3. Your program should generate random inputs that you will feed as parameter values to the functions that you have selected:
For each function, run 100 tests as follows

* Generate the input(s) for this function. The set you use should be primarily valid, but you should try some invalid values as well.
* Determine whether a given input is a valid or invalid input and reflect this in your output
* Evaluate the function in OpenOffice
* Evaluate the function in Excel
* Compare the results
* Determine whether the results are sufficiently close
* Summarize the results, across all 100 tests of this function

CONSTRUCT FORMULAS — 20 Points

4. Now test formulas that combine functions from the 10 functions you have used so far.

4a. Create and test 5 interestingly complex formulas. Evaluate them with 100 tests each, as you did for functions in Part 3.

RANDOMLY CONSTRUCTED FORMULAS — 20 Points

5 Now test random formulas using the same 10 functions you have used so far.

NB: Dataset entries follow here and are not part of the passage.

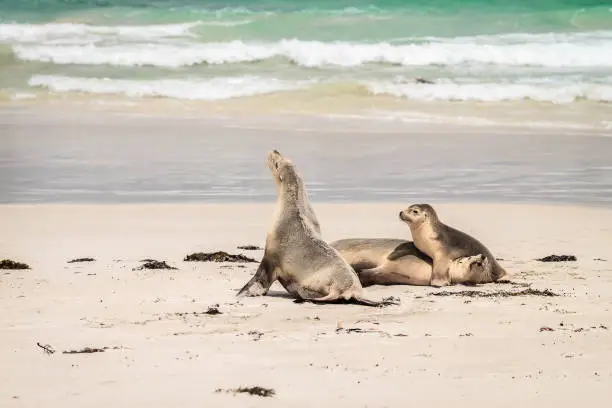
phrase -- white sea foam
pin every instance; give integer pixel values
(316, 54)
(196, 89)
(495, 92)
(35, 33)
(235, 87)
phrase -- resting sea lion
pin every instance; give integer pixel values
(445, 244)
(305, 265)
(388, 261)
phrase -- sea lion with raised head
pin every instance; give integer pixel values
(445, 245)
(295, 254)
(388, 261)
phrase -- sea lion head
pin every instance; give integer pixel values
(416, 214)
(282, 168)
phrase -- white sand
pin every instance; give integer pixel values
(458, 350)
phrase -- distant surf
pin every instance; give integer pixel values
(555, 52)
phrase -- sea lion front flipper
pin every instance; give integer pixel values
(440, 275)
(260, 282)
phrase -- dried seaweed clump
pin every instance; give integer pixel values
(259, 391)
(219, 256)
(558, 258)
(153, 264)
(8, 264)
(77, 260)
(502, 293)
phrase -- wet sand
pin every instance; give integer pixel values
(87, 156)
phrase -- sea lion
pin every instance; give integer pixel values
(388, 261)
(295, 254)
(445, 244)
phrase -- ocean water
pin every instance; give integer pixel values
(326, 56)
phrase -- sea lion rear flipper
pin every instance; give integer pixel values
(375, 303)
(260, 282)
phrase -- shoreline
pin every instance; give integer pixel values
(85, 156)
(265, 110)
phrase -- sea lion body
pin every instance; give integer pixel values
(445, 245)
(385, 261)
(389, 261)
(295, 254)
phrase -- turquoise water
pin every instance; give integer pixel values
(545, 51)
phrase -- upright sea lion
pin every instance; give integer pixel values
(445, 244)
(388, 261)
(305, 265)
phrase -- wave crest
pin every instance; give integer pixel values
(319, 54)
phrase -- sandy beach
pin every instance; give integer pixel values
(498, 350)
(136, 132)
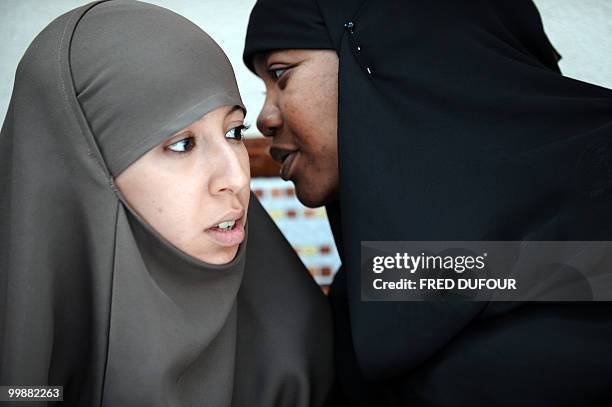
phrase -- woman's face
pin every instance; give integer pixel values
(300, 113)
(194, 187)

5a For 100 test cases, randomly create a formula, and randomly generate VALID input data. From here,

* Evaluate the formula in OpenOffice
* Evaluate the formula in Excel
* Compare the results
* Determine whether the results are sufficiently close
* Summarize the results of these 100 tests

BONUS PROBLEM — 20 Points

6. In questions 4 and 5, you probably discovered that you could supply a function with an input value that was valid, but then the function evaluated to a value that was not valid for the function that took this as input.

For example log (cosine (90 degrees)) is undefined. The initial input (90 degrees) is valid. Cosine evaluates to 0, which is valid, but log(0) is undefined and so cosine(90) is invalid as an input for log.

Describe a strategy that you would use to guarantee that the formula evaluates to a valid, numeric result.